Of the other top 10 obstacle items, 4 involved issues with patients’ families: families not understanding what the term lifesaving measures really meant (mean = 3.91), angry family members (mean = 3.85), families not accepting a patient’s poor prognosis (mean = 3.64), and families wanting life-sustaining measures to be continued even though a patient’s advance directive requested no such treatment (mean = 3.81).

The lowest scoring obstacle items were related to visiting hours. Visiting hours being too restrictive (mean =1.62) was the lowest rated item; visiting hours being too liberal was the second lowest (mean = 2.06).

  Frequently Occurring Items.   On a scale of 0 (never occurs) to 5 (always occurs), mean frequency scores for the items in the obstacle section of the questionnaire ranged from 0.98 to 3.69 (Table 2). The 3 items with the highest means were having patients’ friends and family continually call a nurse rather than the designated contact person for an update of a patient’s condition (mean = 3.69), nurses knowing a patient’s poor prognosis before the patient’s family knew the prognosis (mean = 3.39), and patients’ family members not understanding what the term lifesaving measures really meant (mean = 3.31).

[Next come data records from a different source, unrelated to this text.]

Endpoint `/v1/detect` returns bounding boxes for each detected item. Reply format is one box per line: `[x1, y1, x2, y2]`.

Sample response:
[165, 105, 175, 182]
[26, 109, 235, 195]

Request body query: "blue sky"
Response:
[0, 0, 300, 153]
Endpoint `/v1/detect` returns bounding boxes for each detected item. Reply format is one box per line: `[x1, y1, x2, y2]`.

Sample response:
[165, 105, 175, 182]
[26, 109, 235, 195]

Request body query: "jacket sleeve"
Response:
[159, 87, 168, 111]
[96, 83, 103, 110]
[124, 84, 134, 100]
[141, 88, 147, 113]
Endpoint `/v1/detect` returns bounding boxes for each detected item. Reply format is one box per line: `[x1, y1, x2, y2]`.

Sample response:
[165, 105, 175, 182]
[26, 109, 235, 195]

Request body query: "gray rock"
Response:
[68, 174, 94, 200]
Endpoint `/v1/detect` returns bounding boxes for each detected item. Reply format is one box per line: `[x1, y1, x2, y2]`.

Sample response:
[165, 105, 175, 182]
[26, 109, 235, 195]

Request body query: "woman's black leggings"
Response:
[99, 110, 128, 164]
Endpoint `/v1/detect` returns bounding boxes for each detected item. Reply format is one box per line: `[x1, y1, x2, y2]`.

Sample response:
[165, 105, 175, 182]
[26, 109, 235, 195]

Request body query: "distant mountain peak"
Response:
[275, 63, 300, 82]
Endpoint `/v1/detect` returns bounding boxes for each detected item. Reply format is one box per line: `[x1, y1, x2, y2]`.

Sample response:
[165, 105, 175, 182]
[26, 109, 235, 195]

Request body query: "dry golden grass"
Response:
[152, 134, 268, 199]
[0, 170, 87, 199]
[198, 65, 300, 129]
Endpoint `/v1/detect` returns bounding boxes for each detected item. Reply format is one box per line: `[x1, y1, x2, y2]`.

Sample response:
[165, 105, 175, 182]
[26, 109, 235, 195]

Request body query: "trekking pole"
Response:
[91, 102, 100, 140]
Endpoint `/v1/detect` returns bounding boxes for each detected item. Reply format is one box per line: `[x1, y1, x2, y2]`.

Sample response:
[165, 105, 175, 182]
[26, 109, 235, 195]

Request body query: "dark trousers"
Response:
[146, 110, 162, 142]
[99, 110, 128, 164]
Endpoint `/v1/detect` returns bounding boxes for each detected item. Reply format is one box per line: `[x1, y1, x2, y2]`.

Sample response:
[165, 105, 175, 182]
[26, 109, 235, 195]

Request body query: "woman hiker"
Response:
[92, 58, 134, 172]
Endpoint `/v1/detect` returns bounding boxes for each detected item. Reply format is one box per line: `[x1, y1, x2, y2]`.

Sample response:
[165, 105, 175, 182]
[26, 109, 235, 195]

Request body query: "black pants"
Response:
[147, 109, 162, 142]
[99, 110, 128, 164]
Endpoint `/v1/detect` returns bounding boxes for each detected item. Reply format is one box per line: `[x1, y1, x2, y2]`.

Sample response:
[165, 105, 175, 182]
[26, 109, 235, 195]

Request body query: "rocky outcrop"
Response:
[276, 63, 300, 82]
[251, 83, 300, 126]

  Perceived Intensity Scores.   To determine which obstacle items were perceived as both the most intense and the most frequently occurring, a perceived intensity score was calculated (mean obstacle intensity multiplied by mean obstacle frequency). Scores ranged from 2.06 to 14.83 (Table 2). The item receiving the highest score was having patients’ families and friends continually call a nurse rather than calling the designated family member for updates on a patient’s condition (mean = 14.83). This item not only had the highest score but also was 1.89 points higher than the next closest item. None of the other 28 items had as large a difference between perceived intensity scores.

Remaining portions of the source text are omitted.